Integrated engineering at distal site and active center regulates stereoselectivity and activity of carbonyl reductase towards N-Boc-pyrrolidone

Green and efficient biosynthesis of two enantiomeric products of N-Boc-pyrrolidinol (NPBL) as key pharmaceutical blocks for treatment of cancer and HIV has received much attention. The precursor, N-Boc-pyrrolidone (NPBO), is considered as a difficult-to-reduce ketone by carbonyl reductases, because it has a bulky Boc group and sterically similar substitutions on either side of the carbonyl group resulting in low stereoselectivity and conversion. Moreover, activity enhancement concomitant with reversal of stereoselectivity is challenging. Carbonyl reductase (CpCR) from Candida parapsilosis shows 90 %ee for (S)-NBPL, but low catalytic efficiency. In this study, we considered both activity and selectivity, and proposed an integrated engineering strategy. The distal site was introduced from an activity perspective and the active pocket sites were introduced by virtual saturation mutagenesis from a stereoselectivity perspective. Mutants L34A/W116A (95 %ee (S)) and L34A/W116T/F285C/W286S (94 %ee (R)) were obtained with 26.8-fold and 2.9-fold higher catalytic efficiencies, respectively.
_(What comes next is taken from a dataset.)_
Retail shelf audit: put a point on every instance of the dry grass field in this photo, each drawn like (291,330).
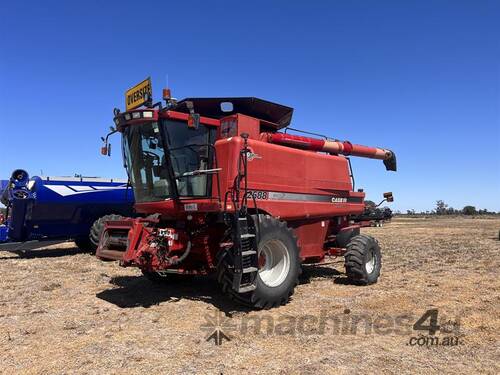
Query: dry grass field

Molecular dynamics simulations revealed the mechanism of stereoselective flip-flop and activity enhancement; mutation altered the substrate-binding mode and changed the shape and size of the cavities, thus contributing to the change in the ratio of active conformations in the pre-reactive state. This study, which differs from the traditional method of exchanging large and small pockets, provides a viable approach for the rational design of carbonyl reductases with high stereoselectivity for target substrates.